Widespread urticaria was observed when the surgical drapes were removed and the patient was returned to the supine position. It is possible that these cutaneous features developed unnoticed before the administration of levobupivacaine. The agent with the highest pre-test probability of being the causative agent was cefuroxime. Although a skin prick test with cefuroxime was negative, this may have been a false-negative result. It is our experience and the experience of other specialist centres that the sensitivity of a skin prick test in diagnosing antibiotic allergy is relatively poor and it is often necessary to proceed to intradermal testing. The sensitivity of tests for specific IgE to penicillins is even lower in cephalosporin allergy.

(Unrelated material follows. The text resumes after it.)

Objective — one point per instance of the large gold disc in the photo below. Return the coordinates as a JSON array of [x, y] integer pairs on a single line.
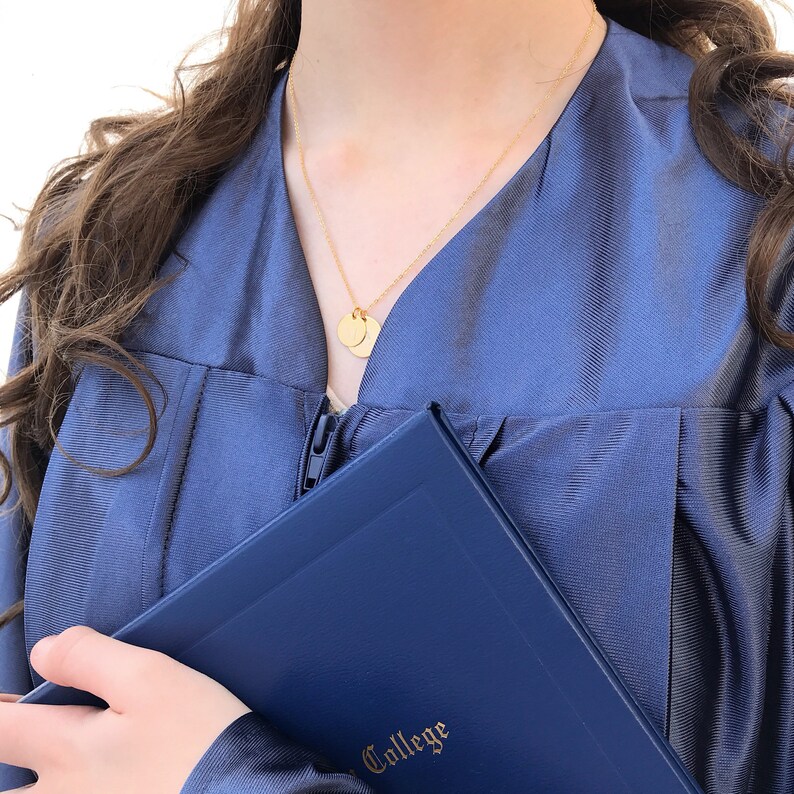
[[364, 348], [351, 330]]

Idiopathic urticaria is surprisingly common and this diagnosis should also be discussed. Urticaria can arise for many reasons and, on its own, is not suggestive of anaphylaxis. Urticaria is common in the context of infection and pneumonia was confirmed two days later. Mast cell tryptase can be elevated in any cause of mast cell degranulation including urticarial reactions and the direct non-immune effect of many drugs in the absence of anaphylaxis.

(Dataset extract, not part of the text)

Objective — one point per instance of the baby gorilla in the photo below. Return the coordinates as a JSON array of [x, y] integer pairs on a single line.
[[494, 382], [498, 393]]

The respiratory features comprised elevation of airway pressures, reduced air entry to the left lung and wheeze. The patient’s condition began to respond when the tracheal tube was changed. Bronchial migration of the tracheal tube during the surgical procedure would explain all the respiratory features and this possibility should also be considered.
We have concerns regarding the criteria for a positive skin prick test used by the authors. The skin wheal produced by levobupivacaine was only 3 mm in diameter, which makes this a borderline result. Guidelines recommend that a test should be considered positive only when the diameter of the wheal is at least 2–3 mm greater than the negative control [2, 3]. Interpretation of skin prick tests in drug allergy requires considerable experience; there is no reference to involvement of an immunologist or allergist in the interpretation of these tests. Skin testing in suspected local anaesthetic allergy has a good negative predictive value. The positive predictive value is difficult to ascertain as positive skin responses are very uncommon and when patients with positive skin tests are challenged, systemic responses have not been confirmed .
The authors state that the skin prick test with MediShield gel was associated with 1- and 2-mm wheals. These findings represent an unequivocally negative result and MediShield should not be considered as contributing to the reaction.
The evidence the authors presented for amide local anaesthetic type-1 hypersensitivity was based solely on anecdotal reports and, in this case, alternative diagnoses should be explored with greater rigour. Based on the information provided we are unable to conclude that anaphylaxis occurred in response to the administration of levobupivacaine.